One of these newly surveyed monsters, which weighs as much as 21 billion Suns, is in an egg-shaped swirl of stars known as NGC 4889, the brightest galaxy in a sprawling cloud of thousands of galaxies about 336 million light-years away in the Coma constellation.

The other black hole, a graveyard for the equivalent of 9.7 billion Suns, more or less, lurks in the center of NGC 3842, a galaxy that anchors another cluster known as Abell 1367, about 331 million light-years away in Leo.

“These are the most massive reliably measured black holes ever,” Nicholas J. McConnell, a graduate student at the University of California, Berkeley, said in an e-mail, referring to the new observations.

These results are more than just cool and record-setting. Observations with the Hubble Space Telescope over the years have shown that such monster black holes seem to inhabit the centers of all galaxies — the bigger the galaxy, the bigger the black hole. Researchers said the new work could shed light on the role these black holes play in the formation and evolution of galaxies.

(click for better view)


"Planet found orbiting habitable zone of sun-like star" by Irene Klotz, Reuters 12/6/2011

The most Earth-like planet ever discovered is circling a star 600 light years away, a key finding in an ongoing quest to learn if life exists beyond Earth, scientists said on Monday.

The planet, called Kepler-22b, joins a list of more than 500 planets found to orbit stars beyond our solar system. It is the smallest and the best positioned to have liquid water on its surface -- among the ingredients necessary for life on Earth.

"We are homing in on the true Earth-sized, habitable planets," said San Jose State University astronomer Natalie Batalha, deputy science team lead for NASA's Kepler Space Telescope that discovered the star.

The telescope, which was launched three years ago, is staring at about 150,000 stars in the constellations Cygnus and Lyra, looking for faint and periodic dimming as any circling planets pass by, relative to Kepler's line of sight.

Results will be extrapolated to determine the percentage of stars in the Milky Way galaxy that harbor potentially habitable, Earth-size planets.

This is the first detection of a potentially habitable world orbiting a Sun-like star, scientists reported in findings to be published in The Astrophysical Journal.

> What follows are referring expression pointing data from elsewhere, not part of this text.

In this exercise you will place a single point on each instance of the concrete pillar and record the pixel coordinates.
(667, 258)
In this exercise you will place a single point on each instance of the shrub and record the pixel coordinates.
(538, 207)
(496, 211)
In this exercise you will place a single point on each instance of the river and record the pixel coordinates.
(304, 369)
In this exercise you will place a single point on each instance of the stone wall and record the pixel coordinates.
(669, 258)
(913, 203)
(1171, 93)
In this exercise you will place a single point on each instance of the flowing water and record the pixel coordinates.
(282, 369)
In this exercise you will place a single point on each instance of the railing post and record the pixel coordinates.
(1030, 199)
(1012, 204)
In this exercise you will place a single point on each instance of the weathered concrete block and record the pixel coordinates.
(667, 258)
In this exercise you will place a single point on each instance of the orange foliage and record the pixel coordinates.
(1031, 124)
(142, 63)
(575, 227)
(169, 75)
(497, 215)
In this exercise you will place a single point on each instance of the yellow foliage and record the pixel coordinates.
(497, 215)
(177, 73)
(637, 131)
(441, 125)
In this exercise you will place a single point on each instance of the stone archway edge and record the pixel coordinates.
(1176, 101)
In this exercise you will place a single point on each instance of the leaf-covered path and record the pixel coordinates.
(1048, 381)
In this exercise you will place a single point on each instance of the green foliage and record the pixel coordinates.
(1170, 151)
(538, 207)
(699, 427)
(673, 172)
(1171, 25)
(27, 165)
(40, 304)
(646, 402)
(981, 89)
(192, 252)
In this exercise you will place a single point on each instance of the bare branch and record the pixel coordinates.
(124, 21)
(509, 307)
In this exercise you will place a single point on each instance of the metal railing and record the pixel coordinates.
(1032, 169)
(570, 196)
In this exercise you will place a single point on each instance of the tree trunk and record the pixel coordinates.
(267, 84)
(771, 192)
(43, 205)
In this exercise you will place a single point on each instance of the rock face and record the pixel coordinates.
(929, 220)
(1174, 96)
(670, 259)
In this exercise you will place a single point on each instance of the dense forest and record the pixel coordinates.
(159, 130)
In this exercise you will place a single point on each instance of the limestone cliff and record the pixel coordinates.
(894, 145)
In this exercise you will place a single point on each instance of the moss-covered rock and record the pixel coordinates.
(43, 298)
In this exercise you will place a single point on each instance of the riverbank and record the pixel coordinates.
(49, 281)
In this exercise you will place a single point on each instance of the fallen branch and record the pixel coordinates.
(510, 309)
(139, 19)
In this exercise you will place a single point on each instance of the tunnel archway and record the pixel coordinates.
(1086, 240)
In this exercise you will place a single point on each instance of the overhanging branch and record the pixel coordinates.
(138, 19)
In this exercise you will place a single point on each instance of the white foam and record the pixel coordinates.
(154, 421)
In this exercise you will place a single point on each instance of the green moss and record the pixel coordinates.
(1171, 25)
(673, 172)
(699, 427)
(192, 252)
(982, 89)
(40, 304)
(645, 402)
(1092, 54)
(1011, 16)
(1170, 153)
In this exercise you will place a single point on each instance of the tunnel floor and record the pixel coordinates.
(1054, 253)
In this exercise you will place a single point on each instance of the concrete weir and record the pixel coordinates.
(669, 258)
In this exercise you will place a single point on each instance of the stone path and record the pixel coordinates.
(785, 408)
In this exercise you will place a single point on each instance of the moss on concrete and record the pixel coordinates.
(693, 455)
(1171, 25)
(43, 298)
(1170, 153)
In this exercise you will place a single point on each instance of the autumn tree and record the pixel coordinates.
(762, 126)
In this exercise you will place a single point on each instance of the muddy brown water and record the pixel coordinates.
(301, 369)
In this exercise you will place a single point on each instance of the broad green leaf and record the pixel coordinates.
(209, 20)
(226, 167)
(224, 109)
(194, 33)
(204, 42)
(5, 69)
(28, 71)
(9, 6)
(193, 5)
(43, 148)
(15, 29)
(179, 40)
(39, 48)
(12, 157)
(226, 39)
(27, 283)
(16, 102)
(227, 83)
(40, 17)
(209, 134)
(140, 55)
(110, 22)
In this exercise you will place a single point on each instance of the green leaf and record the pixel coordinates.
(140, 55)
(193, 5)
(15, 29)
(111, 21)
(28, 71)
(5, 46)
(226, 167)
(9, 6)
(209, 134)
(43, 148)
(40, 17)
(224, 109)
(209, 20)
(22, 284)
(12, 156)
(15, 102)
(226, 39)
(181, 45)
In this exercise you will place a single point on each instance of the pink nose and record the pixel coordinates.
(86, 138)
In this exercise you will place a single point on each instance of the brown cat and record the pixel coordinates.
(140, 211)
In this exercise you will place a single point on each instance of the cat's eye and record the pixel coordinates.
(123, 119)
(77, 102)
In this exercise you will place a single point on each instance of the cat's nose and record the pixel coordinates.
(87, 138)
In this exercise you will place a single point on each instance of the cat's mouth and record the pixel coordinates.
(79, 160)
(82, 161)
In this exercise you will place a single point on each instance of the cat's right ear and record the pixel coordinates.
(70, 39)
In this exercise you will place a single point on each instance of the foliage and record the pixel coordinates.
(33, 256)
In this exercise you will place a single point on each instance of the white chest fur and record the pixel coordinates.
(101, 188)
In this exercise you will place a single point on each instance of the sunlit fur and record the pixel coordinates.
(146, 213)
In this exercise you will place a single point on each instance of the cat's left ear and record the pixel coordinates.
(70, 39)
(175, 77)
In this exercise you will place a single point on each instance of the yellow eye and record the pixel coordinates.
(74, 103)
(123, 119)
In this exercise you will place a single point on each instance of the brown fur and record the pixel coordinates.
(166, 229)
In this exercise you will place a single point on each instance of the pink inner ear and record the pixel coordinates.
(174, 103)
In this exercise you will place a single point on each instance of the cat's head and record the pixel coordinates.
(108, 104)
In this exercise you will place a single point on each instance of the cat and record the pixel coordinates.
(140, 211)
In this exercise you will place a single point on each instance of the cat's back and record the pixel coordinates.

Kepler-22b is 600 light years away. A light year is the distance light travels in a year, about 6 trillion miles (10 trillion km).

GROUND TELESCOPES

Planets about the same distance from their parent stars as Earth take roughly a year to complete an orbit. Scientists want to see at least three transits to be able to rule out other explanations for fluctuations in a star's light, such as small companion stars. Results also are verified by ground and other space telescopes.

Kepler-22b, which is about 2.4 times the radius of Earth, sits squarely in its star's so-called "habitable zone," the region where liquid water could exist on the surface. Follow-up studies are under way to determine if the planet is solid, like Earth, or more gaseous like Neptune.

"We don't know anything about the planets between Earth-size and Neptune-size because in our solar system we have no examples of such planets. We don't know what fraction are going to be rocky, what fraction are going to be water worlds, what fraction are ice worlds. We have no idea until we measure one and see," Batalha said at a news conference at NASA Ames Research Center in Moffet Field, California.

If Kepler-22b has a surface and a cushion of atmosphere similar to Earth's, it would be about 72 degrees Fahrenheit (22 C), about the same as a spring day in Earth's temperate zone.

Among the 2,326 candidate planets found by the Kepler team, 10 are roughly Earth-size and reside in their host stars' habitable zones.

Another team of privately funded astronomers is scanning the target stars for non-naturally occurring radio signals, part of a project known as SETI, or the Search for Extraterrestrial Intelligence.

"As soon as we find a different, a separate, an independent example of life somewhere else, we're going to know that it's ubiquitous throughout the universe," said astronomer Jill Tarter, director of the SETI Institute in Mountain View.

The Kepler team is meeting for its first science conference this week.